Редеют наши ряды. И как они еще поредели! Да о рядах уже и нельзя говорить. Остались отдельные фигуры, а о сплоченном когда-то содружестве и память постепенно сглаживается. Среди тех немногих, кто еще здесь, на чужбине, представлял когда-то деятельную, горевшую энтузиазмом плеяду “Мира искусства”, Браз был одной из самых характерных фигур, и потеря его для нас, остающихся, особенно чувствительна не только в чисто личном отношении, но и потому, что Браз был по всему своему духовному складу, по своим художественным вкусам и симпатиям типичным “мирискусственником”.

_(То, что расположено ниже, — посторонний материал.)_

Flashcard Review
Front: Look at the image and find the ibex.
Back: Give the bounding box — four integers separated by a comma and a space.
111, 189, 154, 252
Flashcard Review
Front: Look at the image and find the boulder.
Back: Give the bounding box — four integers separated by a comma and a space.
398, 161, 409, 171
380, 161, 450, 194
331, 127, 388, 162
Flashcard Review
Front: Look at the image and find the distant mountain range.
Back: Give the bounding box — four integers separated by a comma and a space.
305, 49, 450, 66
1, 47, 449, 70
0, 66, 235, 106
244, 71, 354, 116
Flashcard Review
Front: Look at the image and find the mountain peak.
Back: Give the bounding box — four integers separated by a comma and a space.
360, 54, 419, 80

Подошел он к нашей основной группе сравнительно поздно, если я не ошибаюсь, — в 1895 году. В то время я заведовал коллекцией княгини М. К. Тенишевой и, желая восполнить русский отдел этой коллекции, искал всюду проявления каких-либо новых талантов. В этих поисках я и набрел на выставке ученических работ в Академии художеств на целую группу вещей, чрезвычайно выгодно отличавшихся от прочего не только несомненной своей даровитостью, но и своей культурностью. Так у нас, особенно у нас, в Петербурге, тогда не писали. Чувствовалось сознательное отношение к технике и знакомство с образцами очень высокого качества, в особенности с голландцами XIX века — с Израэльсом, Мовом, братьями Марис. Странно было и то, что вместо русских мотивов тут было все “заграничное” — разнообразные типы голландцев и голландок, этюды скота среди нерусских пейзажей и т. д. Заинтриговал самый факт такой странности — почему понадобилось готовому и зрелому художнику поступать еще в ученики Академии и конкурировать с какими-то недоучками?

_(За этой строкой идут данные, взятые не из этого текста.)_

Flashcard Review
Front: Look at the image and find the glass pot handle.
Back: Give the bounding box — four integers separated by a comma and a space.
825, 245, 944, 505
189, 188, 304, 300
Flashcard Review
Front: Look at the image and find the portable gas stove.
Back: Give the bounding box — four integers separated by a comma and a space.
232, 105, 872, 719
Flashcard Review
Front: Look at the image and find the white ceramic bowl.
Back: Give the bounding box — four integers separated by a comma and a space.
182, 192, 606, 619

Тогда же было приобретено для собрания Тенишевой несколько этюдов Браза, и я поспешил познакомиться с заинтересовавшим меня автором. Оказался он воспитанным молодым человеком, одетым не без изящества и опять-таки по-заграничному. Сразу обнаружилось, что он отлично знает художественную жизнь Мюнхена и Амстердама и живо интересуется как новой живописью, так и музейной стариной. Манера держать себя у Браза была простая, лишенная всякого позирования, но во всем сказывалась какая-то уверенность, точно этому плотному, высокому, но чуть сутулому человеку не двадцать три года, а за тридцать. Тут же объяснилась упомянутая странность — поступление Браза в русскую академию; поступил он в нее вовсе не для учения (учиться ему уже было нечему, — тем более, что он успел до заграничной поездки пройти курс славившейся тогда одесской школы), а для того, чтобы снискать совершенно необходимое ему, как еврею, звание. Это звание он тогда же и получил, после чего его отношение к Академии прекратилось и возобновилось только во время революции, когда Осип Эммануилович был избран в академики и в члены совета.

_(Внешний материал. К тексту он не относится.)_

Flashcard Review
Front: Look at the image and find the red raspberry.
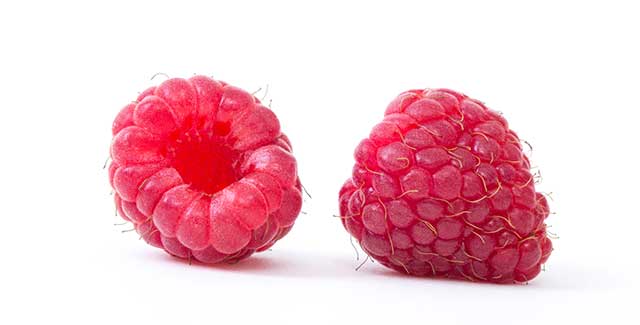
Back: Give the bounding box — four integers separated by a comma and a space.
339, 88, 553, 283
109, 76, 302, 264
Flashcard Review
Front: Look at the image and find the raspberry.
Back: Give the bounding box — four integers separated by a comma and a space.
109, 76, 302, 263
339, 89, 553, 283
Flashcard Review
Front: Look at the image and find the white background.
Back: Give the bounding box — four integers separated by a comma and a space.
1, 1, 638, 324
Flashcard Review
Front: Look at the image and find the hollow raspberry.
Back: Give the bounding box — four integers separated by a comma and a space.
109, 76, 301, 263
339, 88, 553, 283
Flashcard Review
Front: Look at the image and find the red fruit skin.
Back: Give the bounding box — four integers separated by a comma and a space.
109, 76, 301, 264
339, 88, 553, 283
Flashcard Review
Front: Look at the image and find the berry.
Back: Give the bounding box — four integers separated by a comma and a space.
109, 76, 302, 263
339, 88, 553, 283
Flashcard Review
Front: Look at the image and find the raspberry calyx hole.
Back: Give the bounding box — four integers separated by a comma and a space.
168, 128, 238, 195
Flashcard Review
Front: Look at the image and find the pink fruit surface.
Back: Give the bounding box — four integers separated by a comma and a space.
339, 88, 553, 283
109, 76, 301, 264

В 1895 году “Мир искусства” еще не существовал; мало того, наш интимный кружок не представлял собой какого-либо подобия общества. Браз остался тогда в стороне, тем более, что и я, “открывший” Браза, вскоре после знакомства с ним отправился в Париж, где и прожил, с коротким перерывом, следующие три года. Однако, когда в 1897 году Дягилев затеял свою первую выставку, Браз был приглашен участвовать в ней и сразу занял то положение среди нас, которое за ним осталось в течение всей дальнейшей деятельности кружка, ставшего в 1899 году обществом “Мир искусства”. Как член этого общества Браз, однако, занял место в той части его, которую можно бы назвать “оппозицией”, и оппозиция эта была скорее правого, нежели левого толка. Будучи столь же строг к другим, как и к себе, он бывал не согласен с приглашением новых участников, часто выражал недовольство слишком диктаторскими замашками Дягилева и настаивал на более строгом соблюдении устава, с которым наш “вождь” обращался довольно свободно. Получились даже в 1903 году довольно серьезные разногласия по вопросу о жюри и полномочиях нашего председателя, вследствие чего Дягилев отстранился от созданного им общества. Это привело к созданию “Союза русских художников”, после же новой “сецессии”1 в 1910 году, — к возобновлению “Мира искусства”, но уже без участия Дягилева. И в “Союзе”, и в новом “Мире искусства” Браз продолжал играть очень значительную роль.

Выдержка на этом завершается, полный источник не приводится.